The glu agent is an active process that needs to run on every host where applications need to be deployed. Its main role is to run glu scripts. It is the central piece of the deployment automation platform and is the only required piece of infrastructure. It exposes a REST api and a command line (which invokes the REST api under the cover).

Fabric & Agent name

An agent belongs to one and only one fabric (which is a group of agents). The agent needs to have a unique name within a fabric which by default is the canonical host name of the computer the agent is running on. You can change the agent name and the fabric when you start the agent (-n and -f options respectively).

glu Script Engine

The agent is a glu script engine: it knows how to install and execute a glu script. You can check the agent api to view all the actions offered by the agent.

Installing a glu script

Installing a glu script, which in the end is just a piece of code, essentially means that the agent will fetch it and instantiate it. This operation is synchronous and will succeed if and only if:

  1. the agent could locate and fetch the code
  2. the agent could instantiate the code (valid groovy class)
  3. the key (mount point) is really unique

Groovy API:

agent.installScript(mountPoint: "/geo/i001",
                    scriptLocation: "http://host:port/glu/MyGluScript.groovy",
                    initParameters: [skeleton: "ivy:/skeleton/jetty/1.0"])

Command Line:

agent-cli.sh -s https://localhost:12906/ -m /geo/i001 -i http://host:port/glu/MyGluScript.groovy \
             -a "[skeleton: 'ivy:/skeleton/jetty/1.0']"

REST API:

PUT /mountPoint/geo/i001
{"args": {"scriptLocation": "http://host:port/glu/MyGluScript.groovy",
          "initParameters": {"skeleton": "ivy:/skeleton/jetty/1.0"} } }
  • A glu script gets installed on a given mount point which is the unique key that the following commands will use to reference it.
  • The script location is a URI which points to the location of the script (this URI must obviously be accessible from the agent, so although you can use a URI of the form file://, it will work only if the file can be accessed (ex: local filesystem or nfs mounted file system)).
  • initParameters is of type metadata and is a map that the agent will make available when executing the glu script

Note

check the javadoc for more details on the API

Executing a glu script action

Once the script is installed, you can execute actions on it.
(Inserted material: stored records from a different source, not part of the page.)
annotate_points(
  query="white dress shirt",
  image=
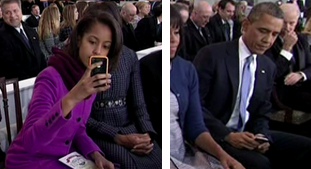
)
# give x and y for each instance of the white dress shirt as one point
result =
(243, 54)
(21, 28)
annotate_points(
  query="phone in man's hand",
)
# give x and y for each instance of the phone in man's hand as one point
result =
(102, 69)
(261, 139)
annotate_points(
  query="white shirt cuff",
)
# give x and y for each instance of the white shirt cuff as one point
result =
(286, 54)
(304, 77)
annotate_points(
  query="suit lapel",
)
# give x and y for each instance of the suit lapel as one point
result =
(232, 64)
(31, 39)
(16, 34)
(221, 26)
(300, 56)
(195, 32)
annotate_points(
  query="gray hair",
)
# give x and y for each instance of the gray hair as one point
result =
(4, 2)
(269, 8)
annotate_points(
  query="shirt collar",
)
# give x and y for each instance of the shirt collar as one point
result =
(244, 51)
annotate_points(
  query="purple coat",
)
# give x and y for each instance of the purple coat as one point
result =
(46, 135)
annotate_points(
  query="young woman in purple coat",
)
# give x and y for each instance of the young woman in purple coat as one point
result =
(62, 99)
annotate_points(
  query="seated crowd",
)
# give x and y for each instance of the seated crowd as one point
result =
(103, 117)
(226, 62)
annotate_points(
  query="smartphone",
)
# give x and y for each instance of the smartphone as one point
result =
(103, 69)
(261, 140)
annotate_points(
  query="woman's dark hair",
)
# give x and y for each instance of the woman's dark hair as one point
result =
(81, 6)
(85, 24)
(107, 6)
(177, 23)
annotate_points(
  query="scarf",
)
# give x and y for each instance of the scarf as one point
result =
(70, 69)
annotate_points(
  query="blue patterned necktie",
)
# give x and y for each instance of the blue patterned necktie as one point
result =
(245, 89)
(21, 32)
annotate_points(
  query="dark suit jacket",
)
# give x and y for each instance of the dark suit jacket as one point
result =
(146, 32)
(32, 21)
(302, 56)
(193, 41)
(129, 38)
(16, 58)
(217, 29)
(151, 77)
(218, 70)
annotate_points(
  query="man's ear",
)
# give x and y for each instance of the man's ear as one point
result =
(79, 42)
(245, 25)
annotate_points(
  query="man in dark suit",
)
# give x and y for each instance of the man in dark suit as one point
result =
(147, 30)
(292, 57)
(33, 19)
(151, 77)
(20, 55)
(221, 25)
(196, 34)
(236, 80)
(128, 12)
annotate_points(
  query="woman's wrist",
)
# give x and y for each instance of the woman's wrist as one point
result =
(95, 154)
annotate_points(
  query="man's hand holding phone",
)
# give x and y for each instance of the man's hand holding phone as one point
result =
(264, 143)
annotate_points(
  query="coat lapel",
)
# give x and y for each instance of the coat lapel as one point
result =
(232, 64)
(16, 34)
(300, 56)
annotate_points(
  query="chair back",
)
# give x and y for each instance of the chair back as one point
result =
(18, 110)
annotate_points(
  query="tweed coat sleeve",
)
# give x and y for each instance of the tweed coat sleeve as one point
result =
(136, 99)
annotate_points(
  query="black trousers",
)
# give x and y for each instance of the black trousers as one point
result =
(297, 97)
(288, 151)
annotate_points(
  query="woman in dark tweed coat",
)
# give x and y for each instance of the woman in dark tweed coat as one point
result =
(119, 123)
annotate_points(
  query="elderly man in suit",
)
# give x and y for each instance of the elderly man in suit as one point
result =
(20, 55)
(33, 19)
(221, 24)
(236, 80)
(196, 34)
(128, 11)
(149, 30)
(292, 57)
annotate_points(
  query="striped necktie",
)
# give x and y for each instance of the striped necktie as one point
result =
(245, 89)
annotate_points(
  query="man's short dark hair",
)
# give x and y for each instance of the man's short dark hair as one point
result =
(222, 4)
(260, 9)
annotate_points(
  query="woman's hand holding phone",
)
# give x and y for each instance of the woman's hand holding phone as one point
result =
(87, 86)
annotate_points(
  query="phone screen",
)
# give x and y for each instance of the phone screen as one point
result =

Executing an action is fundamentally an asynchronous operation but some convenient api calls are provided to make it synchronous.

With no arguments

Groovy API:

// non blocking call
agent.executeAction(mountPoint: "/geo/i001", action: "install")

// blocking until timeout
agent.waitForState(mountPoint: "/geo/i001", state: "installed", timeout: "10s")

Command Line:

# non blocking
agent-cli.sh -s https://localhost:12906/ -m /geo/i001 -e install

# blocking until timeout
agent-cli.sh -s https://localhost:12906/ -m /geo/i001 -e install -w installed -t 10s

# which can be run as 2 commands
agent-cli.sh -s https://localhost:12906/ -m /geo/i001 -e install
agent-cli.sh -s https://localhost:12906/ -m /geo/i001 -w installed -t 10s

# Shortcut for installscript + install + wait for state
agent-cli.sh -s https://localhost:12906/ -m /geo/i001 -I http://host:port/glu/MyGluScript.groovy \
             -a "[skeleton:'ivy:/skeleton/jetty/1.0']" -t 10s

REST API:

// executeAction
POST /mountPoint/geo/i001
{"args": {"executeAction": {"action": "install"} } }

// wait for state
GET /mountPoint/geo/i001?state=installed&timeout=10s

You can execute any action on the script that you are allowed to execute (as defined by the state machine). Note that you use the same mount point used when installing the script. If you are not allowed then you will get an error: for example, using the default state machine you cannot run the start action until you run install and configure. The command line has a shortcut to do all this in one command:

Tip

Command Line shortcut:

# Shortcut for installscript + install + wait for state + configure + wait for state  +
# start + wait for state
agent-cli.sh -s https://localhost:12906/ -m /geo/i001 -S http://host:port/glu/MyGluScript.groovy \
             -a "[skeleton:"ivy:/skeleton/jetty/1.0"]"

With arguments

You can also provide parameters to the action when you invoke it:

Groovy API (with action args):

// non blocking call
agent.executeAction(mountPoint: "/geo/i001", action: "install" actionArgs: [p1: "v1"])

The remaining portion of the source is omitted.